Best of luck with it - looks like an extremely ambitious project.


----------



## Fuzzy Modem (Nov 27, 2012)

Thanks  I've tried to write the screenplay so that I can effectively film a camping trip with four actors in costume, then fill in the rest with easy to reach locations around town, with a flight out to the dunes for establishing shots.


----------



## Cayal (Nov 28, 2012)

Sounds like an interesting concept. Good luck with it


----------



## Fuzzy Modem (Nov 29, 2012)

Glad you like the concept Cayal 

-

I got a bump from Andrew Probert on facebook. Feels like Springsteen plugging my garage band


----------



## Fuzzy Modem (Nov 29, 2012)

I'm reworking that intro video btw, to show things like the ship  actually crashing, which is conspicuously absent at present. Any other  feedback for the next draft?


----------



## Jo Zebedee (Nov 30, 2012)

I think it's incredibly good, blow away stuff. I do wonder if it needs something to break up the music?

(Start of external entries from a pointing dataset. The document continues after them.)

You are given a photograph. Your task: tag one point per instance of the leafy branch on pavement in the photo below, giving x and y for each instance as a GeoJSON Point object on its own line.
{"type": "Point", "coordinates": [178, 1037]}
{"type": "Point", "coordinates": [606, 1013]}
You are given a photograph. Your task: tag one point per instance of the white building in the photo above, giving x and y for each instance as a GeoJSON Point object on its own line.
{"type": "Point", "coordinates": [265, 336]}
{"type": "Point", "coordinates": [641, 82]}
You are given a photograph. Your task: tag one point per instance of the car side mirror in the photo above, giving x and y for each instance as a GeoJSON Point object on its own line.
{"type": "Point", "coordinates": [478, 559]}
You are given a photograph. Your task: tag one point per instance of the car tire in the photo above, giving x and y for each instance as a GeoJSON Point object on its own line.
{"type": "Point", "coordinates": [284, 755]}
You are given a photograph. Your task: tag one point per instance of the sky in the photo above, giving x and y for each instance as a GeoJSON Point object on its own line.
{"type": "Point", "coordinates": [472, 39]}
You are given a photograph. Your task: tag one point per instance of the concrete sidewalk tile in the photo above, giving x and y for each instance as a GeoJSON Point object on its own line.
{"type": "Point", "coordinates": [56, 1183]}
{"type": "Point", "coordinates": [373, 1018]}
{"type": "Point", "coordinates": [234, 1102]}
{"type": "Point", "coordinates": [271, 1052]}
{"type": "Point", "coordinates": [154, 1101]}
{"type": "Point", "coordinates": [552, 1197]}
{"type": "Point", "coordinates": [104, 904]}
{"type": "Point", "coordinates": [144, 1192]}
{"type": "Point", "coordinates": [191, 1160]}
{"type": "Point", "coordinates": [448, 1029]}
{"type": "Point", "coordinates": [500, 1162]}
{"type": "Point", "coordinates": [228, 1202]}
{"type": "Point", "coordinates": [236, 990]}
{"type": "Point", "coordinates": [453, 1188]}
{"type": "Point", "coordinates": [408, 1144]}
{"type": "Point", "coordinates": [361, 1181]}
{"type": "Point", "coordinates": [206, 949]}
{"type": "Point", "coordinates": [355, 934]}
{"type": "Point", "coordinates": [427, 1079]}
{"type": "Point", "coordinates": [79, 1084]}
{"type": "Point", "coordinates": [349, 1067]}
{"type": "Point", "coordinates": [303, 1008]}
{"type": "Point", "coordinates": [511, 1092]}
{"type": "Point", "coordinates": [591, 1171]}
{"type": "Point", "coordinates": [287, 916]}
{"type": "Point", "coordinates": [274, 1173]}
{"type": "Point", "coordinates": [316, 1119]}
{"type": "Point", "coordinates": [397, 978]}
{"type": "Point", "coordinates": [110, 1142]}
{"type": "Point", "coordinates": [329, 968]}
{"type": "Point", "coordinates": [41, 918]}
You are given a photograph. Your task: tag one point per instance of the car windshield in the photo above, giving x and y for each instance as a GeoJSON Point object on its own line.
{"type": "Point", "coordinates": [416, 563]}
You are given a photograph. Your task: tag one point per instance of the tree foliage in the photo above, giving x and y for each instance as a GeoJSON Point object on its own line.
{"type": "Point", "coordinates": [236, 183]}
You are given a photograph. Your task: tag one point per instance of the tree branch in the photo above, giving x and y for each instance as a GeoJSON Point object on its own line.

But it is fantastic, Fuzzy, and the plans are really exciting.


----------



## Tyler Danann (Jan 3, 2013)

Good luck with it, it reminds me a bit of my own Terra's Edge World that I'm creating, except yours has a much more radical fantasy element.

I like the challenge you've set yourself, it's always been a dream of mind to make books more blurred with films etc.


----------



## Starbeast (Jan 5, 2013)

Looks good, I like your use of color.


----------